Which is totally fine and understandable. I chime in where I can and ask questions, I really am genuinely interested in all of it too. I’m just as caught up in the excitement as everyone else is. Because it is amazing and miraculous and wonderfully exciting and all that good stuff AND a bag of chips.
I know all of this so well. And I’ve really been attempting to stop myself from feeling anything beyond that. Because I’m not really sure I could continue to function on a daily basis if I didn’t.

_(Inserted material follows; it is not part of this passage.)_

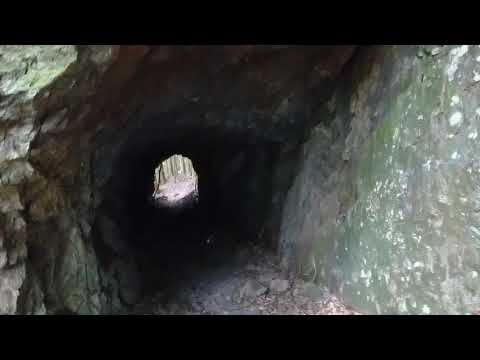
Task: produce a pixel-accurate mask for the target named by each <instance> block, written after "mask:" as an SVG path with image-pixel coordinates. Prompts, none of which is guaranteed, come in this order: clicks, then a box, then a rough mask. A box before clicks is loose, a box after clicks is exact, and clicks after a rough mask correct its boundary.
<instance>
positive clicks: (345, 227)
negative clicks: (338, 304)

First, there’s the fact that pregnant women, babies and children are just a normal part of life and if I allowed myself to melt-down like perhaps I could everytime I came across one of these sights, well yeah, I wouldn’t exactly be functional. But beyond the more basic aspects of being a functioning member of society, there is the fact that I spend 50% of my time at work listening in on other peoples phone calls (since I backup other peoples’ business I need to know what they are talking to their clients about), one of those being this guy who’s wife has been about to have twins for the past couple months and another guy with a newborn and a toddler. Most of the people on the other side of the phone seem to have young children too, based on the conversations I hear. Quite a few also have pregnant wives.
As much as I try to numb myself to it, there are still a lot of times recently when I’ve had to drop off the call because the conversation was just starting to make me feel like, “Do I really want to do this to myself and keep listening?”
Being numb apparently takes a lot of effort.